Best Travel/Map "apps" for iPod touch???
I just acquired an Apple iPod touch. Looking for some type of travel/map type "app" but appears to be a million or so to choose from. Can anyone currently using an iPod touch recommend one of these apps? What's everybody using? I hesitate to go by the star system I see used for their rating system when browsing for such things.
Thanks for the info. I'm not much for the GPS but I do like having access to a map now and then along the way. The features of the iTouch are still new to me and not real sure just what it's capable of but I am hoping to find some kind of Atlas of sorts that can be downloaded to my drive so I have access to it at all times. I loaded the HotelPal onto my iTouch. Looks like it could come in handy. Thanks for the tip.
If you have the iTouch and not the iPhone, then all you can do is store maps on it. You can get more if you have wireless, but that's not always available. I have a MyTouch, which is the Android phone, and I was using that when I started out on my trip. By the time I got to the Mississippi, I bought a regular road atlas.
You lose a lot of the really cool stuff if it isn't an Internet enabled phone. For example, after 200 miles of pouring down rain today, I'd had enough. I was able to go to the map application on my phone and search for hotels. It found my location then marked the locations of hotels nearby. I was able to tap on the marker to find out what it was, then tap again to get the information. From there I was able to click on the phone number and call to get a room rate. When I found one I wanted, I hit the address and it gave me the directions from where I was to the hotel. You can't do that with an iTouch unless you have wireless access where you are.
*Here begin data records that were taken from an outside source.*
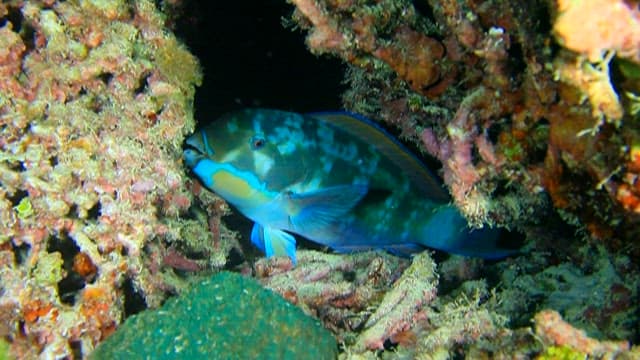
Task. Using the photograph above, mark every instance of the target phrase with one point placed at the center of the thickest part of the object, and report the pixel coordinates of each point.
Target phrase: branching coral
(95, 98)
(508, 115)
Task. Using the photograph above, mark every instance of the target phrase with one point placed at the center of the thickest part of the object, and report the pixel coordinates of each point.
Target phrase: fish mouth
(192, 156)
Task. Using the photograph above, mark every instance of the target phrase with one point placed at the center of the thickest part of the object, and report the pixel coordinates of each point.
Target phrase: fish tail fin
(447, 230)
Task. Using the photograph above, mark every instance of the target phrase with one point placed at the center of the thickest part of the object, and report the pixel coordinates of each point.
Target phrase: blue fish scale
(322, 177)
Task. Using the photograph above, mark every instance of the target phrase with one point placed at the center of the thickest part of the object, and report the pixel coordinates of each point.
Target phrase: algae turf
(225, 317)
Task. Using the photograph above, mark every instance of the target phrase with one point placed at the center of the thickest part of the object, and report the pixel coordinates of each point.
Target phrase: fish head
(252, 146)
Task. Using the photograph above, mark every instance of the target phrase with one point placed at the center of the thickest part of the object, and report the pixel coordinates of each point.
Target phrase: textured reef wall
(95, 98)
(520, 101)
(531, 107)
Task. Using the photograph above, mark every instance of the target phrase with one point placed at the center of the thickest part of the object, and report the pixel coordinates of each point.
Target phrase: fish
(334, 178)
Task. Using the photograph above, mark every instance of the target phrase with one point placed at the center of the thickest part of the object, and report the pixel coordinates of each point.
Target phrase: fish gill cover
(534, 124)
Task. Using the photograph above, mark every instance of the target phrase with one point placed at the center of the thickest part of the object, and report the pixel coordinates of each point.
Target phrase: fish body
(334, 178)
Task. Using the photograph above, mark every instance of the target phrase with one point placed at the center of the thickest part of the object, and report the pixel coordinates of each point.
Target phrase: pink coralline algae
(95, 98)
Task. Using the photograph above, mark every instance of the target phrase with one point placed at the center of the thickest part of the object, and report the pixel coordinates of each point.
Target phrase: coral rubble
(480, 86)
(95, 98)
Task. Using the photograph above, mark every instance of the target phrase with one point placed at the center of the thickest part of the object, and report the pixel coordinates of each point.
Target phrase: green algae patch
(225, 317)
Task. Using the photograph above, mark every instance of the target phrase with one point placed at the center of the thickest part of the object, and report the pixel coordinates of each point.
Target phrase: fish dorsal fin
(369, 132)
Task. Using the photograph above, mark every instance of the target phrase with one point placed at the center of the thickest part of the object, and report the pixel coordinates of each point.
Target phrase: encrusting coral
(95, 98)
(479, 86)
(531, 121)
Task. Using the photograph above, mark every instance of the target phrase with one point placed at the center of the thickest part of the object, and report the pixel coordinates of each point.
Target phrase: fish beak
(192, 157)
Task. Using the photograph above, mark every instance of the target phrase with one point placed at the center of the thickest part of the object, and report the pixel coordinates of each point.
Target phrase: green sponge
(225, 317)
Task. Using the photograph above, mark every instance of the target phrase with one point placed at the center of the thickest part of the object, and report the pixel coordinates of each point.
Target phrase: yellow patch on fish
(236, 186)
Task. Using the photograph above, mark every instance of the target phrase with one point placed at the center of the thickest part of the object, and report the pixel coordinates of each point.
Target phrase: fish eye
(257, 142)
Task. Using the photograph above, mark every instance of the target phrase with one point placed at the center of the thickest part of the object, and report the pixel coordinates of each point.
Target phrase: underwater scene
(320, 179)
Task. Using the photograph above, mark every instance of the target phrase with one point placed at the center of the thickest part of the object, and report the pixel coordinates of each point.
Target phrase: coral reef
(480, 86)
(95, 98)
(534, 121)
(225, 316)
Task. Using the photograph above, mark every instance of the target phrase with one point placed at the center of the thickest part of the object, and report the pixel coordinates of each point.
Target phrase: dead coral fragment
(401, 306)
(554, 331)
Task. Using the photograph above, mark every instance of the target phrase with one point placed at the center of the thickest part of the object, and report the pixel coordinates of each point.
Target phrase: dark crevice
(105, 78)
(424, 9)
(516, 64)
(21, 252)
(94, 212)
(133, 300)
(16, 197)
(143, 85)
(69, 286)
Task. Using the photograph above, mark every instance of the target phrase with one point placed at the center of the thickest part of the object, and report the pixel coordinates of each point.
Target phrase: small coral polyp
(95, 97)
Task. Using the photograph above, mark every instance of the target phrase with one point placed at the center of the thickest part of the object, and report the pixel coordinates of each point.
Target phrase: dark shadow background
(250, 59)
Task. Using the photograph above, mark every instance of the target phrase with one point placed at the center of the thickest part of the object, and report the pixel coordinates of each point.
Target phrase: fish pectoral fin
(274, 242)
(322, 207)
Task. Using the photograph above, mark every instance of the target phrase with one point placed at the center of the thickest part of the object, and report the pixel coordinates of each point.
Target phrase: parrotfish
(336, 179)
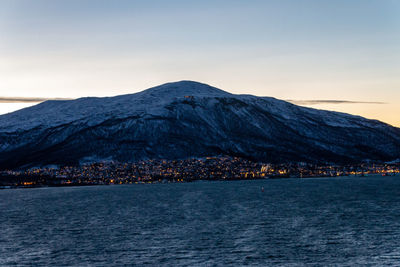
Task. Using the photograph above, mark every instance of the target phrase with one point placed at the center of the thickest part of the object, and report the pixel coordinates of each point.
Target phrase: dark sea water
(294, 222)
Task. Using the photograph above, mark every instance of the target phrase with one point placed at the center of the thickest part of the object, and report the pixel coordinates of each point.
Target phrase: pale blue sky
(347, 50)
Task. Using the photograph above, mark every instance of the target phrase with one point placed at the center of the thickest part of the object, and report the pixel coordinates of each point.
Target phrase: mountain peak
(185, 88)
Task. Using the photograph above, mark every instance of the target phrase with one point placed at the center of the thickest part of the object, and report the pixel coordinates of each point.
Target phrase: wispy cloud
(318, 102)
(27, 99)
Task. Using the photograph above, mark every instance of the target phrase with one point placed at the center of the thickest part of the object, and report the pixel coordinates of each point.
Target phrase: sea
(345, 221)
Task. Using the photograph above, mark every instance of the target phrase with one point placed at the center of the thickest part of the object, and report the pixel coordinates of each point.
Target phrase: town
(188, 170)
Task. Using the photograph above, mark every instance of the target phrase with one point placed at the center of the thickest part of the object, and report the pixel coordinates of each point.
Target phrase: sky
(339, 55)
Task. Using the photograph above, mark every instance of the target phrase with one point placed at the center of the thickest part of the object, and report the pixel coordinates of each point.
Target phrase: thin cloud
(318, 102)
(27, 99)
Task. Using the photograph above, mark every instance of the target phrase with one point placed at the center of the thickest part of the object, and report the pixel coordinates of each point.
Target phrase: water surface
(296, 222)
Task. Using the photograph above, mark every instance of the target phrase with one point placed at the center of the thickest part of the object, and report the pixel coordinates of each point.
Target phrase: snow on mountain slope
(184, 119)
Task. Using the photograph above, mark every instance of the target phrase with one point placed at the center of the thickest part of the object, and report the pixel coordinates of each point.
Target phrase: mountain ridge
(188, 119)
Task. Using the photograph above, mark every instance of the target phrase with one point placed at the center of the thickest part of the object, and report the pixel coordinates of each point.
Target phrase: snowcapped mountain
(188, 119)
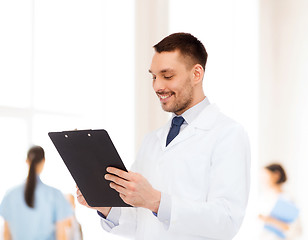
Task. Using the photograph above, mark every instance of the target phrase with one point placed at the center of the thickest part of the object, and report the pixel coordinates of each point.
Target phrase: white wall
(283, 93)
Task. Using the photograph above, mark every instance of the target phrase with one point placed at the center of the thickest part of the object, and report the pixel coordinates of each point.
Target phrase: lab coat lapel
(188, 132)
(204, 121)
In my experience, as far as finding your way across a state or two, a real map is the best way to go. You can get a better idea of how you want to cross Iowa to get to a certain spot in New York when you can see it on a big page. Electronic mapping wants to take you on the Interstates, and then you have to wrestle with it to get to the secondary roads.
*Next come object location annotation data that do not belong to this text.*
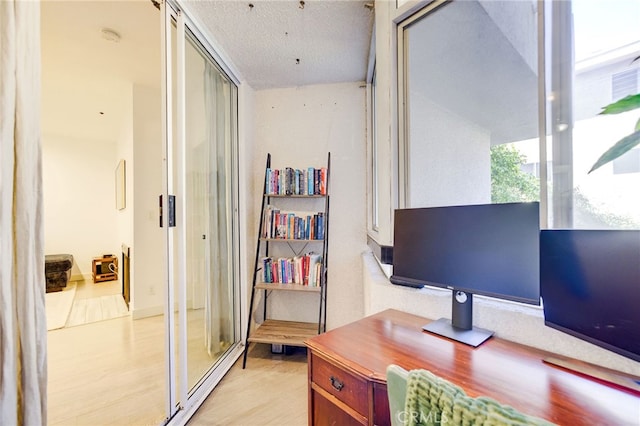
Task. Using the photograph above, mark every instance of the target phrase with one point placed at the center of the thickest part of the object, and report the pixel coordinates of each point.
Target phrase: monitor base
(473, 337)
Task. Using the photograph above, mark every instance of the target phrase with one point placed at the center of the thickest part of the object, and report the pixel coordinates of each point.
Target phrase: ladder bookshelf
(307, 238)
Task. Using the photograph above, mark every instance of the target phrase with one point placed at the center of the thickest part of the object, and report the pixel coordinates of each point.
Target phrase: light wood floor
(271, 390)
(112, 373)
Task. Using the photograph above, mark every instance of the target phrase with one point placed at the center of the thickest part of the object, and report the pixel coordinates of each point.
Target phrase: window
(603, 44)
(471, 104)
(623, 84)
(491, 110)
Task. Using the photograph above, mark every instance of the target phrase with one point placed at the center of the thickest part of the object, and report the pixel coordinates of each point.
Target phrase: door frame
(182, 402)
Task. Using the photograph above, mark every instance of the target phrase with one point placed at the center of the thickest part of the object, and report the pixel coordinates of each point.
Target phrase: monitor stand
(460, 327)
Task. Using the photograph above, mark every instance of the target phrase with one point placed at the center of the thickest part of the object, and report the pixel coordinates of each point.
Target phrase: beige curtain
(23, 338)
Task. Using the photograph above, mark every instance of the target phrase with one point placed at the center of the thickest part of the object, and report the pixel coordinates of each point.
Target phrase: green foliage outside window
(509, 184)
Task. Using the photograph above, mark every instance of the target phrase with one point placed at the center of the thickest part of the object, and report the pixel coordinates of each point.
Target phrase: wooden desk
(347, 383)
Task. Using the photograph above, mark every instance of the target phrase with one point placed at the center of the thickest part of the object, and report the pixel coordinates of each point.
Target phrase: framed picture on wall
(120, 185)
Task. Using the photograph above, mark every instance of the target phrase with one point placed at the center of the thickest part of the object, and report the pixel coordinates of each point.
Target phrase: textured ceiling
(86, 80)
(286, 44)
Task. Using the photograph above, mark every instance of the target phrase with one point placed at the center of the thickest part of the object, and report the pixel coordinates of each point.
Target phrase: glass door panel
(209, 243)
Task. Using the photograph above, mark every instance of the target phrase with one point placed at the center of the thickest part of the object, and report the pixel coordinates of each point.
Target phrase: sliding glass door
(199, 215)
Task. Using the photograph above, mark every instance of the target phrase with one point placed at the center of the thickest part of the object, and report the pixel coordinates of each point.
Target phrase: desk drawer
(345, 386)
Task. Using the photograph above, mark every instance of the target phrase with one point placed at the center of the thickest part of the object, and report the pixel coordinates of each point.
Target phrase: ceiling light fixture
(110, 35)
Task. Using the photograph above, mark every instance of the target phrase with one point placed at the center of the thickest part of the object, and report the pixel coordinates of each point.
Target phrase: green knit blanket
(432, 401)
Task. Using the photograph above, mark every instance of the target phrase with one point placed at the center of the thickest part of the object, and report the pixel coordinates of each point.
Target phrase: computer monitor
(488, 249)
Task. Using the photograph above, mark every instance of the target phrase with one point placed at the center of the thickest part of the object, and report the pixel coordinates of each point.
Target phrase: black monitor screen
(489, 249)
(590, 285)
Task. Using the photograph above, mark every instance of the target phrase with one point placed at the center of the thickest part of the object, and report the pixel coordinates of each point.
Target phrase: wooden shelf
(290, 333)
(295, 196)
(289, 287)
(289, 240)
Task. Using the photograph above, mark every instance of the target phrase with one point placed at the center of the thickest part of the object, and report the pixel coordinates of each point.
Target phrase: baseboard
(154, 311)
(147, 312)
(81, 277)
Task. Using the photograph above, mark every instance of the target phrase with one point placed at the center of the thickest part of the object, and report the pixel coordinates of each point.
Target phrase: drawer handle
(337, 384)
You lose a lot of the really cool stuff if it isn't an Internet enabled phone. For example, after 200 miles of pouring down rain today, I'd had enough. I was able to go to the map application on my phone and search for hotels. It found my location then marked the locations of hotels nearby. I was able to tap on the marker to find out what it was, then tap again to get the information. From there I was able to click on the phone number and call to get a room rate. When I found one I wanted, I hit the address and it gave me the directions from where I was to the hotel. You can't do that with an iTouch unless you have wireless access where you are.
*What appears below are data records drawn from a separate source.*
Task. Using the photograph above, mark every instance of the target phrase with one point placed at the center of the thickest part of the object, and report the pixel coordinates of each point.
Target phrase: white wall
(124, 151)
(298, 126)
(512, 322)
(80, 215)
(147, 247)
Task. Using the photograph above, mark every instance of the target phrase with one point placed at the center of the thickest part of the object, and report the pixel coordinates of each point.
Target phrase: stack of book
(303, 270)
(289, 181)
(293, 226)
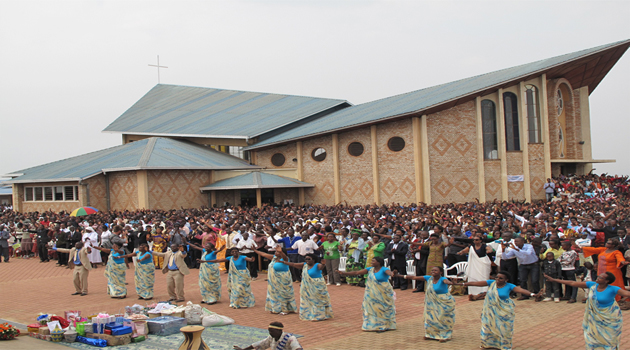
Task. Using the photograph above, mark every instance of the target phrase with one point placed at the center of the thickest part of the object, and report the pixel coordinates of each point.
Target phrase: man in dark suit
(396, 251)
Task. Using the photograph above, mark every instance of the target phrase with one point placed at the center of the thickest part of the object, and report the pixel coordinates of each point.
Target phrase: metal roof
(589, 73)
(255, 179)
(172, 110)
(152, 153)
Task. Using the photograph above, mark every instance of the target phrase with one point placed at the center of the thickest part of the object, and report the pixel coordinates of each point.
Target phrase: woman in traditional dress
(209, 277)
(374, 248)
(602, 317)
(90, 239)
(379, 311)
(280, 294)
(354, 260)
(497, 315)
(239, 280)
(314, 298)
(115, 271)
(145, 273)
(439, 305)
(609, 259)
(479, 266)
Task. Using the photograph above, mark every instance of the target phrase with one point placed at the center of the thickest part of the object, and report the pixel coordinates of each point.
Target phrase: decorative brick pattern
(492, 171)
(453, 154)
(177, 188)
(536, 170)
(318, 173)
(356, 172)
(123, 187)
(263, 158)
(396, 169)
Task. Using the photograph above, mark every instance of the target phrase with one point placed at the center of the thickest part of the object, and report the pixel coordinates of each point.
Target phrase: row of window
(510, 116)
(395, 144)
(51, 193)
In my experience, as far as finding your way across a state or two, a real map is the best way to go. You can get a better idea of how you want to cross Iowa to get to a certain spot in New York when you can see it on a big page. Electronic mapping wants to take you on the Interstates, and then you have to wrestle with it to get to the secondary roads.
I would have to agree with you, unfolding an actual map and seeing the big picture works for me. Consistent wireless access is indeed the problem with the iTouch so storing maps was what I had in mind. Just trying to get out of paying another monthly fee for internet access via phone but it may come to that after all is said and done. Thanks for the info.